Hoda Tawakol’s practice is built on the twin pillars of wit and criticality. Her colorful, engaging textile works—collages, sculptures, installations—ripple with vitality, while tackling compelling issues of gender and bodily control. At once captivating and disarming, the works spring from a range of media, yet focus largely on the female body, its distortions and transformations across a woman’s lifecycle. The artist’s hallmark fabric sculptures of date palm trees, while stemming from the plant realm, wittily probe bodily questions of gender fluidity.
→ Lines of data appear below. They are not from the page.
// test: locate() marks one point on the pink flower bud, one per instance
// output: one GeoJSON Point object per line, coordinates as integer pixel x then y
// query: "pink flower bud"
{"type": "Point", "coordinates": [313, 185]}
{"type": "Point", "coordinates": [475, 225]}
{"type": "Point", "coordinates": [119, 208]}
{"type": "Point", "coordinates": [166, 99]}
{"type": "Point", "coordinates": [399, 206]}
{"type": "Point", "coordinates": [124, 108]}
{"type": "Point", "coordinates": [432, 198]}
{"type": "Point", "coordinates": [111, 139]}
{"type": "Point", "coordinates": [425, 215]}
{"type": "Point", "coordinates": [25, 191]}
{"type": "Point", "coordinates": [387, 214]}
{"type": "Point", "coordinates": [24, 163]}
Tawakol herself is culturally liminal. Egypt-born, raised in France and Germany by an interchanging trio of ‘mothers,’ she not only navigates an ‘in-between’ that percolates through her identity, she layers this suspension into her practice. Her works are spirited—boisterous, wall-filling textile collages, rambunctious fabric installations, and plump sculptures that revel in the uncanny. Yet wrapped within these vigorous creations lie deeper questions around biopower, control, and corporal manipulation.
Tawakol’s practice vibrates with feminist energy. While her hand-dyed and intimately sewn textile pieces clearly signpost questions of women’s labor, she also interrogates the wider yet more insidious forces (social, biological, cultural) impacting the female body. Sculptural gestures of abstraction and manipulation probe gender restrictions; superposed grids and lattices conjure sensations of confinement, concealment, repression; allusions to ancient rituals and embodied practices fathom death and procreation.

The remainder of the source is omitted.